January 2023 Maryland Certiorari Grants
On Friday afternoon, the Supreme Court of Maryland granted review in one criminal and two civil appeals. The certiorari grants, with links to the Appellate Court of Maryland opinions under review, are below.
Katz, Abosch, Windesheim, Gershman & Freedman, P.A., and Mark E. Rapson v. Parkway Neuroscience and Spine Institute, LLC – Case No. 30, September Term, 2022
(Reported ACM Opinion by Judge Adkins)
Issue – Maryland Rules – Did ACM err in finding that the trial court abused its discretion in excluding expert testimony on lost profits?

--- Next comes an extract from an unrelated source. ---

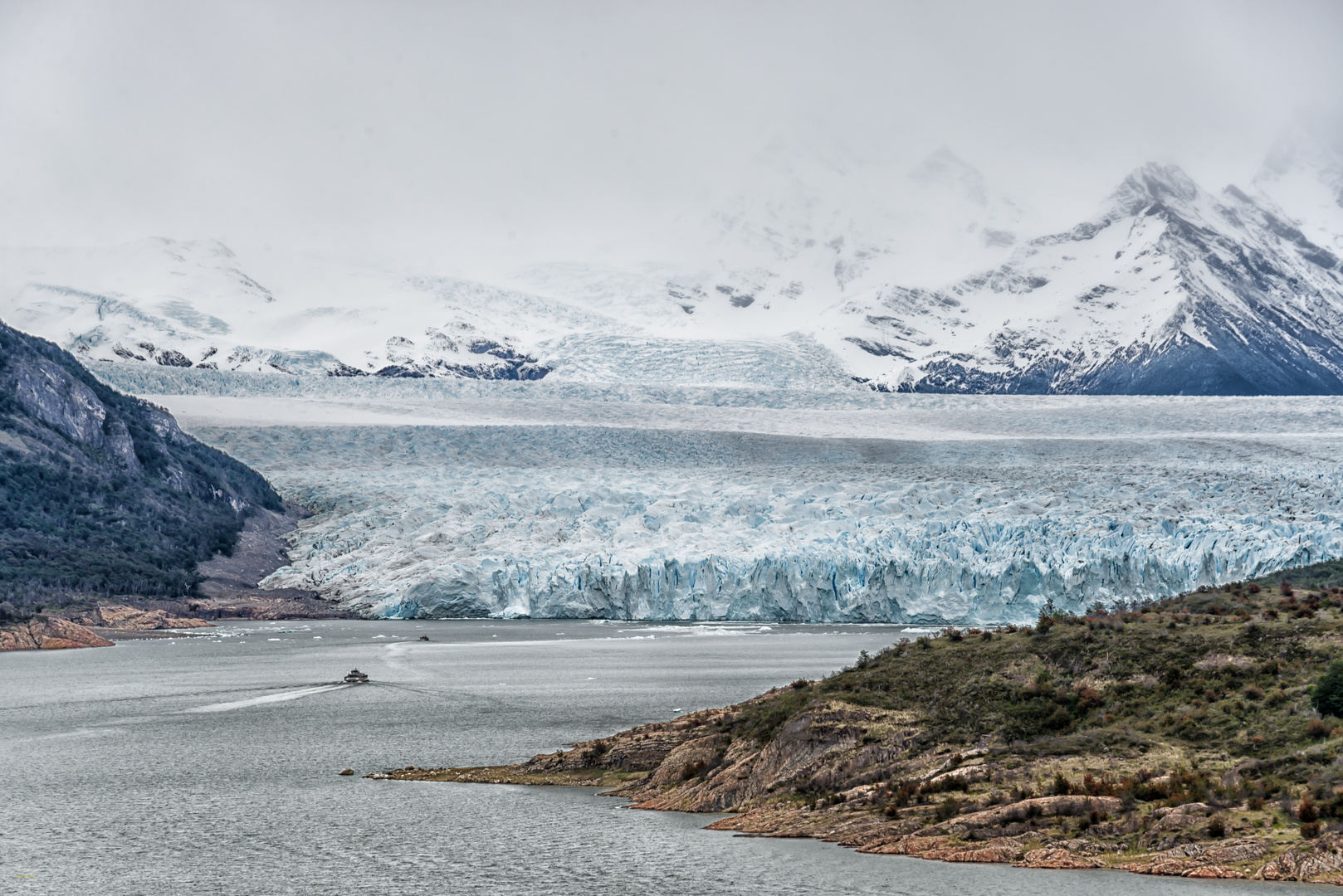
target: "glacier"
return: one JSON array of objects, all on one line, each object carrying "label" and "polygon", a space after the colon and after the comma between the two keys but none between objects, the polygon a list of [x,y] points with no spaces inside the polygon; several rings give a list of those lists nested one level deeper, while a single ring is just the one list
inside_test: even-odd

Jonathan D. Smith v. State of Maryland – Case No. 31, September Term, 2022
(Reported ACM Opinion by Judge Graeff)
Issue – Criminal Law – Does the State’s two-decade long pattern of intentional, willful, and/or reckless misconduct, including widespread suppression of exculpatory evidence under Brady v. Maryland, 373 U.S. 83 (1963) and knowing false statements, mandate dismissal with prejudice under the Due Process Clause? A. Did the lower courts apply an erroneous standard and/or err in their evaluation of the prejudice suffered by Petitioner? B. Did the lower courts apply an erroneous standard and/or err in their determination that there was a less drastic alternative remedy to dismissal with prejudice?
Comptroller of Maryland v. Comcast of California/Maryland/Pennsylvania/Virginia/West Virginia, LLC., et al. – Case No. 32, September Term, 2022
Issues – Taxation – 1) Does the remedial scheme in Tax-General (“Tax-Gen.”) Title 13, including an express prohibition against judicial interference in tax assessment and collection, Tax-Gen. § 13-505, preclude taxpayers from bringing a court challenge to the constitutionality of the digital ad tax before exhausting administrative remedies? If not: 2) Did the trial court err in declaring that the Act violates the dormant Commerce Clause, where the Act’s plain language ensures that it taxes only revenue earned in Maryland, in fair proportion to a taxpayer’s economic activity in the State, and the Act applies equally to Maryland-based and out-of-state businesses? 3) Did the trial court err in declaring that the Act violates the First Amendment, where it satisfies the criteria in Clear Channel Outdoor, Inc. v. Director, Dept. of Finance of Baltimore City, 472 Md. 444 (2021), and the Act does not disfavor but instead benefits the press? 4) Did the trial court err in declaring that the digital advertising tax violates the Supremacy Clause and the federal Internet Tax Freedom Act, 47 U.S.C. §151 (“ITFA”), where the Supreme Court has held that the Supremacy Clause does not give rise to any right of action, Congress has not authorized a private right of action or remedy to enforce the ITFA, which lacks a feature needed for preemption, and the Act does not conflict with the ITFA? 5) Did the trial court err in granting summary judgment when there remained genuine disputes of material fact?